Max was so annoyed he was about to stuff a mushroom down his throat. We calmed him, and good thing too. His blood pressure bracelet LED lights were flashing.


One more home communication snafu occurred. Carol remembered mid-hike that she forgot to fill her dog’s water bowl. For safety and reassurance, she messaged her home water system but could not remember the pet bowl spigot identifier. With too much light on the mobile screen, she was virtually blind and could not find the right location button to push. I explained Apple VoiceOver which would read off an iPhone screen. However, she was equipped with a half-vast Google Sprinkles operating system. Defaulting, she three times turned on all the spigots for 30 seconds, expecting Snuffy to be running around the house in great anxiety due to the strange cascading noises. Carol texted me after the hike that Snuffy was fine and the messes were all cleaned up.


Reaching the top of the hill, we took a break. Bob, Carol, Ted, and Alice all ran out of battery juice. Jack and I lost our cell connectivity. Max stuffed all his gadgetry into his backpack and stopped talking. The ever-quiet Sue was listening to a book on local Native American history with flute songs wafting outside her ear buds. She seemed so at peace.


Jack and I led the group to the shade of a boulder where we expected to find the well. I was looking forward to splashing myself with cold water then taking a long drink from the pure liquid. Instead, we found a granite-colored tube dangling from a thin line swinging under a tree limb.


Jack lost his cool. “Dammit! Someone have moved the well faucet. Look here, some geocachers left us a logic puzzle to solve to find the new well location. Is anybody good at these games?”.


The puzzle began: “Four friends, Bill, Tom, Connie and Alison, live in Glendale, Eagle Rock, Pasadena and Arcadia. They work as accountant, physician, engineer, or teacher. …more clues…”


Nobody had any paper or pencils to work out the answer. Sue volunteered, pulling out her small solar keyboard that attached wirelessly to her Whisperer. The rest of us watched as she glanced at the puzzle, typed a line of something, continuing until her earables spoke the coordinates.


“Oh, great,” Bob shouted, “these coordinates say the well is half-way back down the hill!”
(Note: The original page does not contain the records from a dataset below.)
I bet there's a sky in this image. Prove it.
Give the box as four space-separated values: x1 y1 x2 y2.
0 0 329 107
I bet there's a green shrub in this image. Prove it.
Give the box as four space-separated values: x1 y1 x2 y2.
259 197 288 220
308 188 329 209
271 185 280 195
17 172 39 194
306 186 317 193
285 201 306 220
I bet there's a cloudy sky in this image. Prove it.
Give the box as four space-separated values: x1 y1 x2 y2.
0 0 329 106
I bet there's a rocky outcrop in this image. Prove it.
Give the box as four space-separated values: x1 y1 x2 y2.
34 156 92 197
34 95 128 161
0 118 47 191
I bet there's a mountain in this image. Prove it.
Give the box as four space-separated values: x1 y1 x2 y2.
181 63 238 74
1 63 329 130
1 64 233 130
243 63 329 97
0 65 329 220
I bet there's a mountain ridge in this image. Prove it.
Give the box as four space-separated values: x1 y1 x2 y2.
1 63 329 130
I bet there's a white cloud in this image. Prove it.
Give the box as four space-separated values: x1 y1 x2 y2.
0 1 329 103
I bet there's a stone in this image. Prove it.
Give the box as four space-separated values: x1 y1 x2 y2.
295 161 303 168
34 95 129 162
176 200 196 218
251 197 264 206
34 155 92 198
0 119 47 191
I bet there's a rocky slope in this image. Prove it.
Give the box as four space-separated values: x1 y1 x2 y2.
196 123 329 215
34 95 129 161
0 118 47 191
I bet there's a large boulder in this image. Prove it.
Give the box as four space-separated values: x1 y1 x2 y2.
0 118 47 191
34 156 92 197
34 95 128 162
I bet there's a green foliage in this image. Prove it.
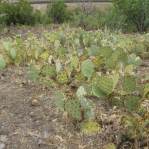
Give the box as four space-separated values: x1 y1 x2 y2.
0 55 6 70
0 25 149 138
123 76 136 93
113 0 149 32
81 60 94 79
0 0 35 25
81 121 101 135
28 65 40 81
47 0 70 23
71 9 104 30
65 99 82 120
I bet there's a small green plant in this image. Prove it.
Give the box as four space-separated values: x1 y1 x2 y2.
47 0 70 23
0 0 35 25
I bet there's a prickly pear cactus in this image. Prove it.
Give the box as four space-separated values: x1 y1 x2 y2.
65 99 82 120
41 65 56 78
81 60 94 79
122 76 136 93
0 55 6 70
57 71 69 84
98 76 113 95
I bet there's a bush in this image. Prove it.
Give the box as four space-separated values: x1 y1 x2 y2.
47 0 70 24
72 9 104 30
113 0 149 32
0 0 35 25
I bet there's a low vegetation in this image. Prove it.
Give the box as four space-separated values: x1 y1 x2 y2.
0 0 149 32
0 26 149 147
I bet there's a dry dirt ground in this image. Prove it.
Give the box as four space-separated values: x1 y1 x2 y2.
0 62 149 149
0 67 122 149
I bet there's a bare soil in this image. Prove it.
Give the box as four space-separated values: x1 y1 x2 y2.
0 67 118 149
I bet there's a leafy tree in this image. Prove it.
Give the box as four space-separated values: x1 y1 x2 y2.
113 0 149 32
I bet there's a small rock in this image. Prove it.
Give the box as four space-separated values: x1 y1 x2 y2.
0 143 6 149
31 99 40 106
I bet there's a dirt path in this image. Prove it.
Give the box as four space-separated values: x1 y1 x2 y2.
0 68 107 149
0 58 149 149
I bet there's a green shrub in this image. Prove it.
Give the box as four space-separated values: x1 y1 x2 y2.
113 0 149 32
47 0 70 24
0 0 35 25
72 9 104 30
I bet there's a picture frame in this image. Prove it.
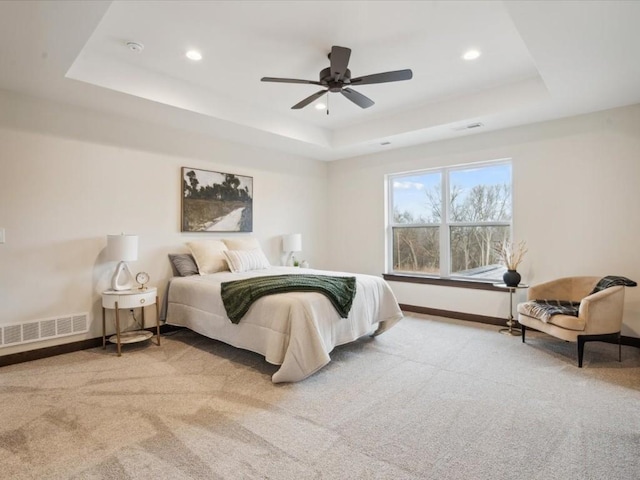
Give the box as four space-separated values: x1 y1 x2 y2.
180 167 253 232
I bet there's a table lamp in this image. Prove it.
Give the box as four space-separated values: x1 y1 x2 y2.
107 233 138 290
282 233 302 267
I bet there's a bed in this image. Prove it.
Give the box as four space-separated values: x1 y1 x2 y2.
166 267 402 383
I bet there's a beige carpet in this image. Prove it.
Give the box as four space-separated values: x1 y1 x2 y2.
0 315 640 480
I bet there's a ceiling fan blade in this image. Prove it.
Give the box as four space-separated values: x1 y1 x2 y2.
291 90 329 110
260 77 323 85
329 45 351 81
340 88 375 108
351 69 413 85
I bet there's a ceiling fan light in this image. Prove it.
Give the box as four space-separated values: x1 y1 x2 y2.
186 50 202 62
462 49 480 60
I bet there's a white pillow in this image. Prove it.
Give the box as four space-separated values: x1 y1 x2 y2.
187 240 229 275
222 237 260 250
222 248 271 273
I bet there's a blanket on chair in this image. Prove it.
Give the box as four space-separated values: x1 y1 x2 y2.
589 275 638 295
525 300 580 323
221 275 356 323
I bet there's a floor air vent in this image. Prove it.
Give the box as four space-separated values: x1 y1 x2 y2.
0 313 89 347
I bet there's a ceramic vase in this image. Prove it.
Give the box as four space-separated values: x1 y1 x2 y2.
502 270 522 287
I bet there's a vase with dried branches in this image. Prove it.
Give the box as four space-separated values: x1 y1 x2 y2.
495 240 528 287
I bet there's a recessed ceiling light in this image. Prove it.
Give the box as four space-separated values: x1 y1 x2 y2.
187 50 202 62
462 49 480 60
127 42 144 53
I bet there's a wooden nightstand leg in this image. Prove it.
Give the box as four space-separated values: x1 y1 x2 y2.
116 302 122 357
156 297 160 346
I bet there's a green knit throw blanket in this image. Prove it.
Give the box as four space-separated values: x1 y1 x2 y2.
221 275 356 323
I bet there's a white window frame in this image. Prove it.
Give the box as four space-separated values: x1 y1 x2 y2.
385 158 513 283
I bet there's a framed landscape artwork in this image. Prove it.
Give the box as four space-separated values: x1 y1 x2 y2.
181 167 253 232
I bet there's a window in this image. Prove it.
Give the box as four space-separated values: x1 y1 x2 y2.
387 160 512 281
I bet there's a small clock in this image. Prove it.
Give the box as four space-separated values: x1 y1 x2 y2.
136 272 149 290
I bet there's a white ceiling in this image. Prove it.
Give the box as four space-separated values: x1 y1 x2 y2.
0 1 640 160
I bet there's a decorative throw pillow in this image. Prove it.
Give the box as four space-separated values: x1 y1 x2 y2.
222 237 260 250
223 248 271 273
187 240 229 275
169 253 198 277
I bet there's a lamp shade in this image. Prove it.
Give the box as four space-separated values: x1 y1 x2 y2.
282 233 302 252
107 233 138 262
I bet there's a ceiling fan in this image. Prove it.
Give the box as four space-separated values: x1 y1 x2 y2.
260 46 413 113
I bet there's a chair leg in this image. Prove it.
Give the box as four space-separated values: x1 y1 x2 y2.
618 334 622 362
578 335 586 368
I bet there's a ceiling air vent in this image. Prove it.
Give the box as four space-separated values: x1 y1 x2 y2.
453 122 484 132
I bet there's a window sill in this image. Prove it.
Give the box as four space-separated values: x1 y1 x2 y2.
382 273 504 292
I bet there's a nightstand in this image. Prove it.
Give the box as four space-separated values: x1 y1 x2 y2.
102 288 160 356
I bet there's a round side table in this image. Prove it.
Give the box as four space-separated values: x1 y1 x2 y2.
493 283 529 336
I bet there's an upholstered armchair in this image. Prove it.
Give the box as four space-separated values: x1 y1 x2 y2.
518 277 624 367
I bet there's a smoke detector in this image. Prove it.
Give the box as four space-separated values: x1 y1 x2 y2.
127 42 144 53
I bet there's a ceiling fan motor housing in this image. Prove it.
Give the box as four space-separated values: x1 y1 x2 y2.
320 67 351 92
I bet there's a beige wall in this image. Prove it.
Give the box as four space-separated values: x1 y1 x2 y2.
0 92 327 355
329 105 640 337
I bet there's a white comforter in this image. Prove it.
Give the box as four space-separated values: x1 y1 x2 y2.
167 267 402 383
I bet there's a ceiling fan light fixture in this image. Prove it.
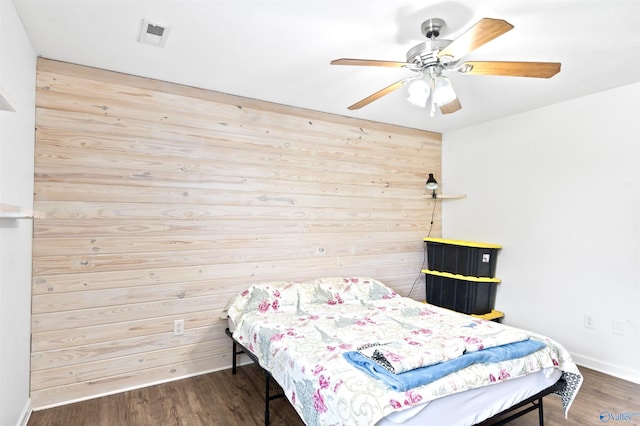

Sue explained that she had studied such puzzles to enter law school, and that it was easy to adapt her Whisperer Logic App to follow heuristics recommended by an LSAT study guide. We’d just trained CumuLinkr to connect lawyers, geo-cachers, and logic puzzle solvers.


After a quiet downhill sprint, our gadgets all came alive with the annoying LLoL survey. Jack and I assessed our hike’s success. Great, nobody went to the Emergency Room! Some products will be return for money back. We learned about using our gadgets in bright sunlight, dry heat, and encroaching vegetation. Nobody believed that their gadgets protected them or made the hike more pleasant. Several comments expressed a desire to learn Sue’s puzzle solving methods.


“Well, see you next version,” shouted Jack, as he wobbled off on his Segway. Turning around, he waved to show off the Segway’s Autopilot. Unfortunately, the Segway’s feature recognition system wasn’t yet trained for mountain lions!